Demonstrating the impact of genomics-enhanced whole herd genetic management platform on reducing beef greenhouse gas emissions

Agriculture and Agri-Food Canada


Project Type

Implementation

Project Value

$5,800,000

Project Status

Completed

Location

Edmonton, AB

Funding Amount

$487,000

Project Overview 

Approved for funding through ERA’s Food, Farming, and Forestry Challenge in 2021, the project developed and demonstrated a genomics-enhanced whole herd genetic management platform for the beef industry. By completion in 2024, the platform successfully advanced, and now represents a valuable suite of genomic tools for the beef industry to select and breed cattle with improved profitability and a reduced environmental footprint.  

Genomic Prediction Allows Producers to Maximize Genetics of Beef Cattle Herds 

Agricultural emissions account for approximately 8.5 per cent of Canada’s total greenhouse gas (GHG) emissions, with cattle being one of the major contributors, accounting for 31 per cent of agricultural emissions. Feed efficiency and GHG emissions of cattle is partly determined by genetics, which includes individual genes passed down from the parents (genetic merit) and gene combinations of the parents that enhance performance, known as “retained hybrid vigour”. Higher retained hybrid vigour improves efficiency, and more efficient cattle consume less feed and produce less GHG emissions.  

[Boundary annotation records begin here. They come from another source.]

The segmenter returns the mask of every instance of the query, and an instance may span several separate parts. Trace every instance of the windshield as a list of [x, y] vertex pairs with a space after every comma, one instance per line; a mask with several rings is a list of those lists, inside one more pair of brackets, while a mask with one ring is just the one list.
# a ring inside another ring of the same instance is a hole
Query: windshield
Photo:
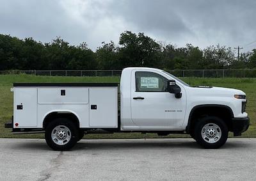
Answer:
[[184, 81], [180, 80], [180, 79], [179, 79], [178, 77], [176, 77], [175, 76], [172, 75], [171, 74], [170, 74], [169, 72], [165, 72], [164, 70], [163, 70], [163, 72], [168, 74], [168, 75], [170, 75], [172, 78], [173, 78], [173, 79], [176, 79], [179, 82], [180, 82], [180, 83], [182, 83], [183, 85], [186, 86], [189, 86], [189, 85], [188, 84], [187, 84], [186, 83], [185, 83]]

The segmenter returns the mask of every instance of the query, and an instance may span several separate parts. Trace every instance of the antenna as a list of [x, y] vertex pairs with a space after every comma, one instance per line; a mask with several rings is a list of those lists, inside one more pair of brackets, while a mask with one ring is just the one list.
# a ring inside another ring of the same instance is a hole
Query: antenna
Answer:
[[243, 47], [240, 47], [239, 46], [237, 47], [237, 48], [234, 48], [235, 49], [237, 49], [237, 60], [239, 61], [239, 52], [240, 52], [240, 49], [243, 49]]

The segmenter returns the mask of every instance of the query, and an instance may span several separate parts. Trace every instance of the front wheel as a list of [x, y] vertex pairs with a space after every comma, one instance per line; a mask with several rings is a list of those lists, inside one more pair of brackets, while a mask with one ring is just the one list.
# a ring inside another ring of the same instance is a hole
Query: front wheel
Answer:
[[228, 138], [227, 125], [220, 118], [207, 116], [199, 120], [195, 129], [195, 139], [205, 148], [215, 149], [223, 145]]
[[77, 130], [76, 125], [68, 119], [52, 120], [45, 129], [46, 143], [54, 150], [68, 150], [77, 141]]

Researchers from Agriculture and Agri-Food Canada (AAFC), Alberta Agriculture and Forestry, and the University of Alberta have developed genomic prediction tools to utilize the genetic variations among cattle and address the opportunity to reduce GHG emissions through selective breeding. This allows beef producers to select for better genetic merit and breed cattle with optimized hybrid vigour to improve production efficiency.  

Genomics-Enhanced Platform Successfully Developed for Industry Application 

The project developed a genomics-enhanced Whole Herd Genetic Management Platform. The Platform consists of four key components: the genomic prediction reference data sets, genomic selection tools (genetic merit, traits, breed composition), a genomic analysis pipeline, and an end-user website interface to make the genomic tool accessible to the beef industry. The platform was demonstrated to the beef industry by genotyping over 10,000 beef cattle from participating beef producers, indicating strong industry interest. Based on the genotypes, the platform generated genomic values on genetic merit, several trait selection indexes, and retained hybrid vigour. The predicted genomic information was shared with the beef producers through a web portal, which enabled them to maximize the genetic potential of their herds by selecting and managing genetics to improve production efficiency.  

The project developed a reliable genomic prediction on cattle’s breed composition, achieved significant advances in genomic prediction accuracy, and developed and refined a genomic prediction reference data set. The team refined a feeder profitability index and a replacement heifer profitability index, which validated genetic gains and economic benefits for producers. Additionally, the team developed a virtual sire mating system that enables producers to match bulls with heifers based on genotypes to maximize retained hybrid vigour. During the project, the team refined the platform to optimize cattle pipelines for genomic analysis.  

What’s next?

By project completion, the team finalized and made the platform ready to be used by a service provider and will transfer the platform to Livestock Gentec, an Alberta Innovates Centre that brings the commercial benefits of genomics to the Canadian livestock industry. A genomic prediction data sharing agreement has been signed, and refined genomic prediction reference data sets have been transferred. Genomic prediction pipelines will be transferred, and members will be trained to run the genomic analyses. Further research efforts are required to continue calibrating the genomic prediction with additional data sets and more advanced genomic analysis methods.